Elles arrivèrent à la [Vous devez être inscrit et connecté pour voir ce lien] d'un grand temple Shinto, et Eleanor regarda autour d'elle, comme si elle se savait suivie. Son regard tomba sur Loevi et, après un bref instant de flottement, elle s'écarta sur la droite, quittant le chemin pour s'engager dans la forêt qui bordait le temple. Sans la moindre hésitation, Loevi fit de même. Elles marchèrent en silence sur quelques mètres, assez pour ne plus entendre les gens, autour de la fontaine de purification, à quelques pas l'une de l'autre.

Enfin, après ce qui parut un siècle à la pauvre étudiante bouleversée, Eleanor s'arrêta et se tourna vers elle. L'expression affligée que montrait son visage serra le cœur de Loevi. A ce moment seulement, elle se demanda ce qu'avait pu vivre Eleanor durant ces deux années, et pourquoi elle se trouvait ici, aujourd'hui, si loin de chez elle - et de sa cousine. Elle en eut du mal à respirer.


-Tu n'aurais pas dû venir ici, commença Eleanor, ébranlant les dernières convictions de Loevi.

Que... qu'est-ce que ça voulait dire ? Elle n'était pas heureuse de la revoir, après si longtemps ? Elle ne ressentait pas la moindre joie à l'idée de savoir que sa précieuse parente l'avait cherchée, tout ce temps, sans jamais baisser les bras ? Pourquoi cette réaction ? Une larme silencieuse dévala la joue pâle de Loevi. Suivie d'un "Pourquoi ?" à peine audible.
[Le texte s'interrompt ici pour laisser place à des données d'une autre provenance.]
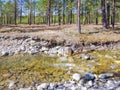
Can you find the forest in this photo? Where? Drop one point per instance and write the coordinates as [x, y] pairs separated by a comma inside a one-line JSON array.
[[105, 12], [59, 44]]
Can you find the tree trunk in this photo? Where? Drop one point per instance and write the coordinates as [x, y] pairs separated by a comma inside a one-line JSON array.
[[79, 24], [63, 12], [21, 12], [15, 13], [48, 14], [30, 17], [59, 15], [113, 14], [34, 10], [104, 22], [96, 12], [108, 13]]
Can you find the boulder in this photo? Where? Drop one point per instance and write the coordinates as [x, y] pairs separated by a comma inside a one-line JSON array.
[[85, 57], [89, 76], [76, 77]]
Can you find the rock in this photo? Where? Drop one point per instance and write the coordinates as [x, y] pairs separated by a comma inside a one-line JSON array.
[[103, 80], [44, 49], [85, 57], [42, 86], [118, 84], [118, 88], [60, 87], [63, 59], [83, 88], [76, 77], [11, 84], [53, 51], [33, 84], [4, 53], [61, 51], [68, 51], [106, 75], [33, 51], [110, 85], [25, 88], [89, 76], [89, 84], [73, 87]]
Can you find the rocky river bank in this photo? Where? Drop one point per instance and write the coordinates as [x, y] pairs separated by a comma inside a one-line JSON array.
[[86, 71], [10, 45]]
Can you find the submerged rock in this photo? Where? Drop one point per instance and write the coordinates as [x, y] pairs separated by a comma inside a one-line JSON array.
[[85, 57], [42, 86], [76, 77], [89, 76], [106, 75]]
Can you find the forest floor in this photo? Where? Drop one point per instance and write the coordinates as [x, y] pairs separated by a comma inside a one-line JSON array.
[[89, 33]]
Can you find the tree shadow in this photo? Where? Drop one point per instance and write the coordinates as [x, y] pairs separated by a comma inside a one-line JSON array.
[[28, 28]]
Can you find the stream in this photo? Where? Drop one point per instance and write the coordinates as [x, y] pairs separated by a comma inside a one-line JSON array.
[[27, 70]]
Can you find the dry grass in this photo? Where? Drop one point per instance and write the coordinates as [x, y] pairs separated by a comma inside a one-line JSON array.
[[90, 33]]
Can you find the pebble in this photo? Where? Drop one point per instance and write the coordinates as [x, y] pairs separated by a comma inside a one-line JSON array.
[[76, 77], [85, 57], [11, 84], [89, 76], [106, 75], [42, 86]]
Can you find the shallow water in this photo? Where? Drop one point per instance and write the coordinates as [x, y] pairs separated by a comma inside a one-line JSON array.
[[43, 68]]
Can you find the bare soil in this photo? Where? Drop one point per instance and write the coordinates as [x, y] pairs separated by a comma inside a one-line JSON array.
[[69, 33]]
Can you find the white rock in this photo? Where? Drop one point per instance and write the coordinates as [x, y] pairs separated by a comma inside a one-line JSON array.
[[83, 88], [85, 57], [44, 49], [42, 86], [25, 88], [63, 59], [89, 83], [73, 88], [76, 77], [68, 50], [11, 84], [61, 51]]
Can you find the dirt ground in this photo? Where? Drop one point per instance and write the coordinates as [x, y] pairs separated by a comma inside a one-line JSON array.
[[89, 33]]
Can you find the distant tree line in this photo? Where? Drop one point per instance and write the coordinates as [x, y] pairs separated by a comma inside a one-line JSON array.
[[105, 12]]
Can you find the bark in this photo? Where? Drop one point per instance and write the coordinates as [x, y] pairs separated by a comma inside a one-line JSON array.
[[59, 15], [30, 17], [79, 24], [108, 14], [113, 14], [104, 22], [49, 8], [15, 13], [34, 10], [63, 12], [96, 12], [21, 12]]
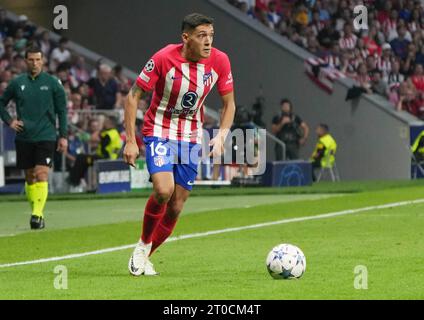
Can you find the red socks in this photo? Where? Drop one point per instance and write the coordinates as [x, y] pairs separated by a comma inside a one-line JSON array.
[[152, 216], [163, 231]]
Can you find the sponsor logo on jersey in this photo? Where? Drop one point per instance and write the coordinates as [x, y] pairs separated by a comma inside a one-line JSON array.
[[189, 100], [150, 66]]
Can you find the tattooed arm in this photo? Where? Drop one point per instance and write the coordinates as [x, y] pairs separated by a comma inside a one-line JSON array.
[[132, 100]]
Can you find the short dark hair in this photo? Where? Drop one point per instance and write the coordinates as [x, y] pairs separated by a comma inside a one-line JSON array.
[[33, 49], [193, 20], [324, 126]]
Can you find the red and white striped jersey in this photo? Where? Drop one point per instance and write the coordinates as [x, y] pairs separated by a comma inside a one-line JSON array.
[[179, 91]]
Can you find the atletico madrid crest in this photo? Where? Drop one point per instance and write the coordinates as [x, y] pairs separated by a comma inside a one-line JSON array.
[[159, 161]]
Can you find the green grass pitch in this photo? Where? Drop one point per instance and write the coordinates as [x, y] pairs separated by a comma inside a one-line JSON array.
[[388, 242]]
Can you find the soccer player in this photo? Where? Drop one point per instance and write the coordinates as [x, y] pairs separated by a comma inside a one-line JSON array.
[[39, 98], [181, 76]]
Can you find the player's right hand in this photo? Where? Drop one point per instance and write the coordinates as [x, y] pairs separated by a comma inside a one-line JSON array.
[[17, 125], [131, 153]]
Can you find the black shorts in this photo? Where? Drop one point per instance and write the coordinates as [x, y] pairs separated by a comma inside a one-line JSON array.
[[31, 154]]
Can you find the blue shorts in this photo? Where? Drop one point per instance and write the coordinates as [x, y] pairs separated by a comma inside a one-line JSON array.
[[179, 157]]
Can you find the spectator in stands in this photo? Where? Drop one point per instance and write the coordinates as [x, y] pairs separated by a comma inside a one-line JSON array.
[[417, 79], [363, 78], [378, 85], [273, 16], [394, 80], [108, 148], [290, 129], [384, 62], [79, 70], [410, 103], [325, 150], [328, 35], [60, 54], [410, 61], [349, 39], [400, 44], [27, 27], [105, 89], [123, 82]]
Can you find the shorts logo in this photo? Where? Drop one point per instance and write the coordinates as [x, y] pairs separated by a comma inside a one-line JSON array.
[[189, 100], [207, 79], [150, 66], [159, 161]]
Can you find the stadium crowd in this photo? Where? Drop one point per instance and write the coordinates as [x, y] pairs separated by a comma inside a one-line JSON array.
[[387, 58]]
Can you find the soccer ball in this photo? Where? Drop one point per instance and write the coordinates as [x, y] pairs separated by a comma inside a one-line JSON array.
[[286, 261]]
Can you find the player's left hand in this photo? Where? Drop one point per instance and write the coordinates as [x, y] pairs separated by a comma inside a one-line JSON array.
[[62, 145]]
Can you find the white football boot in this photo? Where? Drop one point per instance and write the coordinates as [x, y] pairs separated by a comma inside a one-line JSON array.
[[139, 262], [149, 269], [138, 259]]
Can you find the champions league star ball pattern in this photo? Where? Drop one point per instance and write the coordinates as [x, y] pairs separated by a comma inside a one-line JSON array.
[[286, 261]]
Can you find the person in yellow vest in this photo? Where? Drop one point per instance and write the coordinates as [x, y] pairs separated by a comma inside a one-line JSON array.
[[325, 150], [108, 148], [418, 147]]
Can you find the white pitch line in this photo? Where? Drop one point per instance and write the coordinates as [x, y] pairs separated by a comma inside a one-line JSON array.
[[214, 232]]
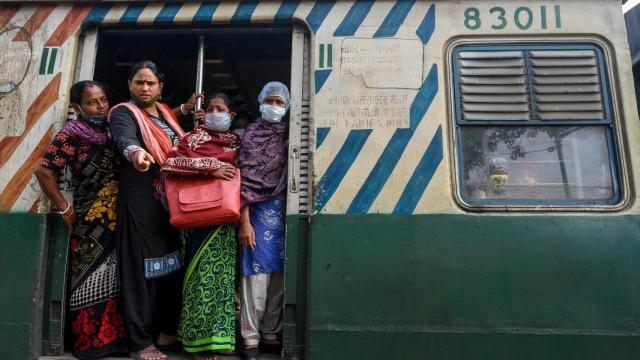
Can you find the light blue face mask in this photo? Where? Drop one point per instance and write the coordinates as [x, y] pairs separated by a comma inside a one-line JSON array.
[[272, 113], [217, 121]]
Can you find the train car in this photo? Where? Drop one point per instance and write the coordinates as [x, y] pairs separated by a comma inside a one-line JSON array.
[[461, 179]]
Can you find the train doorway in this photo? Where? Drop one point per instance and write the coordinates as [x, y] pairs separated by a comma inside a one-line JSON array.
[[238, 61]]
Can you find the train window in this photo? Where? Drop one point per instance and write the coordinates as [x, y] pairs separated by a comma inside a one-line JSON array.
[[534, 126]]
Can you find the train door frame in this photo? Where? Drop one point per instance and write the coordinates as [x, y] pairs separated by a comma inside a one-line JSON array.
[[299, 178]]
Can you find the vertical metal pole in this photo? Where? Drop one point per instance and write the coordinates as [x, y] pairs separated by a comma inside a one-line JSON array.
[[199, 70]]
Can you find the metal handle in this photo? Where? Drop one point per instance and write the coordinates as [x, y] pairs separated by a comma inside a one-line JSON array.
[[295, 156], [199, 71]]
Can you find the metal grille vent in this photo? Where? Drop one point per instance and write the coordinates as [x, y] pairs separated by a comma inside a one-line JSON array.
[[566, 85], [493, 85], [530, 85]]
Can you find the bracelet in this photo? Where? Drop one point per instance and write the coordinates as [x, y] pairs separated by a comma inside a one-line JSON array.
[[65, 210]]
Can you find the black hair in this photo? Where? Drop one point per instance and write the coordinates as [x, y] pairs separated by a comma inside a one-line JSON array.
[[223, 96], [240, 115], [78, 88], [146, 64]]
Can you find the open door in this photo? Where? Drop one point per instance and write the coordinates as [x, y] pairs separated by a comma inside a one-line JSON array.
[[299, 204]]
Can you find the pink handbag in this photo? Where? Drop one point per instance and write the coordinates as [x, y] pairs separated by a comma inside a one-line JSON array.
[[198, 201]]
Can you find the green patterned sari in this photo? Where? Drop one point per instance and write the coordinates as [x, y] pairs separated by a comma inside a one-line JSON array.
[[207, 322]]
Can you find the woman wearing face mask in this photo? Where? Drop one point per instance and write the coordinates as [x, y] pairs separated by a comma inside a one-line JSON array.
[[207, 322], [263, 165], [145, 131], [95, 305]]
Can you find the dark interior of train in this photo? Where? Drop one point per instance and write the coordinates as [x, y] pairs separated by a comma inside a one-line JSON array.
[[237, 62]]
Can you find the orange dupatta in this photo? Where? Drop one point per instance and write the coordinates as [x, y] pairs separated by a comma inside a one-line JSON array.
[[155, 139]]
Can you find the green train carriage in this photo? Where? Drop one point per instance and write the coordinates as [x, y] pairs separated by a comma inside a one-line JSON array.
[[462, 174]]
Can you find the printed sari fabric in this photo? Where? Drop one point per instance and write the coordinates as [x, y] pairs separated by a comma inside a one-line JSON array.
[[208, 297], [95, 302], [207, 321]]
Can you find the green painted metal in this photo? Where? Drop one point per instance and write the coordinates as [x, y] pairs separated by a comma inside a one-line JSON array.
[[23, 262], [473, 287], [295, 287], [55, 287]]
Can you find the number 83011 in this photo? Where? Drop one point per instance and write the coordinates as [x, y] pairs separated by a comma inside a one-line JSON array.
[[523, 17]]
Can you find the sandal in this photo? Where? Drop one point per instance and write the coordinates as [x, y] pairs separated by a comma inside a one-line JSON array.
[[149, 353]]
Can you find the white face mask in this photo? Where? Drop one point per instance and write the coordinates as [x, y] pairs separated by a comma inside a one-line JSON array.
[[272, 113], [217, 121]]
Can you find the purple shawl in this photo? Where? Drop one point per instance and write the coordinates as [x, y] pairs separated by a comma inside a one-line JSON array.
[[85, 132], [262, 161]]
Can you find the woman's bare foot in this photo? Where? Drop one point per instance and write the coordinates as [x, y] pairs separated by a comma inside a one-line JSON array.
[[164, 339], [205, 355], [149, 353]]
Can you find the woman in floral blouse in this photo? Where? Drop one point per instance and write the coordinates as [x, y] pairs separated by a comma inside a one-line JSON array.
[[84, 148]]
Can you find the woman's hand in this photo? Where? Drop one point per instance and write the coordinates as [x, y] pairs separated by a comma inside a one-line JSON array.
[[224, 173], [246, 235], [190, 105], [198, 116], [70, 219], [142, 160]]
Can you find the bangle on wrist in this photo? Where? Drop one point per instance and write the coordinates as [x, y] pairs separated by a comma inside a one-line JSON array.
[[69, 214], [133, 152], [63, 212]]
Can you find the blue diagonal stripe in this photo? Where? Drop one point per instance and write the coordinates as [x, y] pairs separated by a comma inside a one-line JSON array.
[[428, 25], [318, 13], [395, 18], [380, 172], [321, 77], [132, 13], [424, 98], [354, 18], [286, 10], [168, 13], [96, 15], [395, 148], [244, 11], [421, 176], [205, 11], [321, 134], [338, 168]]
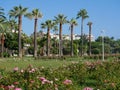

-Tu aurais dû m'oublier, Evy, reprit Eleanor, de cette même voix inquiétante de lassitude. Tu aurais dû tourner la page dès que je suis sortie de ta vie.

-Non ! Je n'aurais jamais pu faire ça, tu le sais pourtant... Tu comptes bien trop pour moi, tu es comme une sœur, tu le sais ça, non ? Tu sais que je t'aime comme une sœur...

-Non, tu te trompes, murmura Eleanor en secouant légèrement la tête. Je ne suis qu'une chimère, Evy. Une affabulation qui n'aurait jamais dû intervenir dans ton existence.

-Je ne comprends pas...

-Tu n'as pas besoin de comprendre, Evy. Je préférerais que rien de tout ceci ne soit jamais arrivé. Je suis désolée, Evy. Tu as gardé mon souvenir en toi, mais je vais devoir l'effacer. Aujourd'hui, je disparais de ta vie. Adieu.

Elle leva la main, pointant sa baguette en direction de sa cousine qui, abasourdie, eut tout juste le réflexe de brandir sa baguette à son tour pour repousser le sort d'Oubli lancé contre elle. Et, comme longtemps auparavant dans cette volière où leurs sorts, se heurtant, avaient fait voler la réalité en éclats, leurs rayons entrèrent en collision, projetant des myriades d'étincelles multicolores autour d'elles dans un fracas indescriptible.

Lorsque le calme revint enfin sur le parc pétrifié par la stupéfaction, il n'y avait plus qu'une jeune fille maigre, au visage trop pâle et aux cheveux couleurs chocolat, allongée inconsciente au milieu des arbres miraculeusement épargnés. D'Eleanor il n'y eut plus jamais aucune trace.